Petite étude d'une tribune assassine

20161113« Les pédagogues ne sont pas des "assassins". » Mais qui sont-ils, au fait ?

Dans le tribune1 ainsi intitulée et signée par plusieurs personnalités du monde éducatif, de Philippe Meirieu à Florence Robine en passant par François Dubet, « les pédagogues » s'indignent – non sans raison − d’avoir été livrés à la vindicte publique de façon outrancière2.

Il n’en reste pas moins que cette tribune condamnant la polémique est, sous des dehors plus policés, tout aussi brutale.
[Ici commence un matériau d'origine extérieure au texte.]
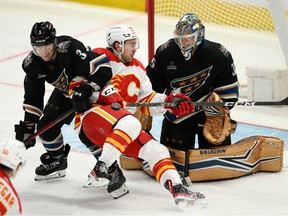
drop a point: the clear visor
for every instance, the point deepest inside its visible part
(186, 42)
(44, 50)
(132, 44)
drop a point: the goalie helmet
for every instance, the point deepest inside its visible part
(189, 34)
(120, 34)
(12, 154)
(42, 33)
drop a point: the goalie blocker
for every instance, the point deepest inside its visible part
(250, 155)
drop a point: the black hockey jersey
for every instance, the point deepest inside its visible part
(72, 60)
(211, 68)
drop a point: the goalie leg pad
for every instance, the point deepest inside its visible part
(55, 175)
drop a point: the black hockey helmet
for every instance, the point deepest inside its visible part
(42, 33)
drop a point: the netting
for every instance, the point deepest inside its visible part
(244, 27)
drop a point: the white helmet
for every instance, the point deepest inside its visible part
(12, 153)
(120, 33)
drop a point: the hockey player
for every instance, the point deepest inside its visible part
(196, 67)
(119, 132)
(57, 61)
(11, 159)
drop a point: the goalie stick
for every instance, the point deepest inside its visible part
(51, 124)
(237, 103)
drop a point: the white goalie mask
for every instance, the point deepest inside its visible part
(120, 34)
(189, 34)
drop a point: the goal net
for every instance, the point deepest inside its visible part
(249, 29)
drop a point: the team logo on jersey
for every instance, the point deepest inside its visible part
(128, 86)
(63, 47)
(82, 55)
(187, 85)
(27, 60)
(61, 82)
(171, 66)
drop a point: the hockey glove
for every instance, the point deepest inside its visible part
(108, 95)
(179, 104)
(80, 98)
(23, 130)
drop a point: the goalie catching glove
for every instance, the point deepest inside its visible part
(179, 104)
(218, 125)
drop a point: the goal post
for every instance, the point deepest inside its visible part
(254, 31)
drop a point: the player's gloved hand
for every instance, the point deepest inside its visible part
(179, 104)
(109, 95)
(23, 130)
(80, 97)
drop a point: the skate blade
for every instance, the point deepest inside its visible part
(186, 202)
(94, 182)
(123, 190)
(55, 175)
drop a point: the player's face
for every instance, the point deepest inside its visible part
(186, 41)
(46, 52)
(130, 48)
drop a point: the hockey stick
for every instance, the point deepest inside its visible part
(51, 124)
(238, 103)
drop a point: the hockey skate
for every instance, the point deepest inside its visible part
(116, 186)
(52, 168)
(94, 181)
(182, 196)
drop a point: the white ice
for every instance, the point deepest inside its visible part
(257, 194)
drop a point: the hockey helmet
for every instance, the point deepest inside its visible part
(12, 154)
(42, 33)
(190, 29)
(120, 34)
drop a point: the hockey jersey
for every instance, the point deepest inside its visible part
(132, 83)
(210, 69)
(72, 60)
(10, 203)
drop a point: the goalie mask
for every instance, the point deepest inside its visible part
(121, 34)
(189, 34)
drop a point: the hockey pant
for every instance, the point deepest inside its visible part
(52, 139)
(121, 133)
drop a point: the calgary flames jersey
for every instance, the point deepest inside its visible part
(132, 83)
(9, 200)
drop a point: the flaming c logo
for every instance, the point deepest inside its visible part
(128, 86)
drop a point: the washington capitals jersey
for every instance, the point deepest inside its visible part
(72, 60)
(210, 69)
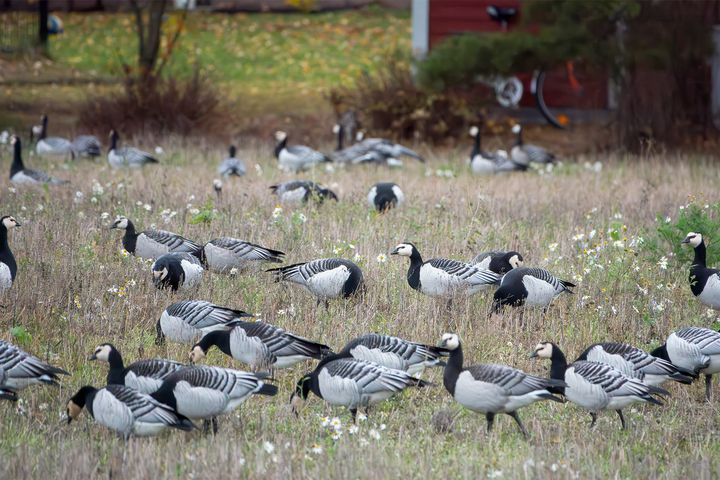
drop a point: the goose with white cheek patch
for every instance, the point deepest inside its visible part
(596, 386)
(177, 271)
(352, 383)
(441, 277)
(260, 345)
(704, 281)
(126, 411)
(145, 376)
(152, 244)
(694, 349)
(187, 321)
(493, 389)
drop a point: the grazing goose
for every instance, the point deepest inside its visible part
(152, 244)
(231, 165)
(295, 158)
(177, 271)
(325, 278)
(394, 352)
(596, 386)
(145, 376)
(8, 266)
(441, 277)
(636, 363)
(352, 383)
(127, 156)
(126, 411)
(300, 191)
(704, 282)
(260, 345)
(385, 195)
(225, 253)
(529, 286)
(694, 349)
(19, 369)
(188, 320)
(21, 175)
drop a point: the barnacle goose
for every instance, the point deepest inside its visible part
(8, 266)
(441, 277)
(352, 383)
(231, 165)
(145, 376)
(704, 282)
(295, 158)
(152, 244)
(491, 388)
(260, 345)
(394, 352)
(177, 271)
(300, 191)
(126, 411)
(325, 278)
(529, 286)
(21, 175)
(127, 156)
(225, 253)
(385, 195)
(695, 349)
(19, 369)
(596, 386)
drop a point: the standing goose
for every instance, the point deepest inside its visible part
(145, 376)
(126, 411)
(152, 244)
(225, 253)
(260, 345)
(352, 383)
(8, 266)
(493, 389)
(21, 175)
(694, 349)
(596, 386)
(441, 277)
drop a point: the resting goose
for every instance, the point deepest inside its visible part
(596, 386)
(188, 320)
(152, 244)
(260, 345)
(126, 411)
(145, 376)
(694, 349)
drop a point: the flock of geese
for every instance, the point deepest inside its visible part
(149, 396)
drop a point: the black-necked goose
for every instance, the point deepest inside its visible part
(177, 271)
(225, 253)
(21, 175)
(152, 244)
(326, 278)
(120, 157)
(385, 195)
(260, 345)
(352, 383)
(704, 281)
(596, 386)
(394, 352)
(126, 411)
(442, 277)
(694, 349)
(491, 388)
(8, 266)
(145, 376)
(188, 320)
(529, 286)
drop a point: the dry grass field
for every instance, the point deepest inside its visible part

Mais qui sont « les pédagogues » ?

Les sept auteurs de la tribune se désignent d’abord comme « les pédagogues »3. Comme s’ils représentaient à eux seuls tous les pédagogues, ou comme s’il n’existait qu’une et une seule pédagogie et non des choix pédagogiques (de plus en plus imposés aux enseignants d'ailleurs : le constructivisme, le socioconstructivisme, la pédagogie de projet, l’approche par compétences etc.). Choix pouvant et devant faire l’objet de critiques.

Pourquoi cette confiscation sémantique ? C'est simple : toute critique de choix pédagogiques devient ainsi… refus de la pédagogie elle-même. Pour le dire autrement, ceux qui critiquent « les pédagogues » ne peuvent pas être eux-mêmes des pédagogues !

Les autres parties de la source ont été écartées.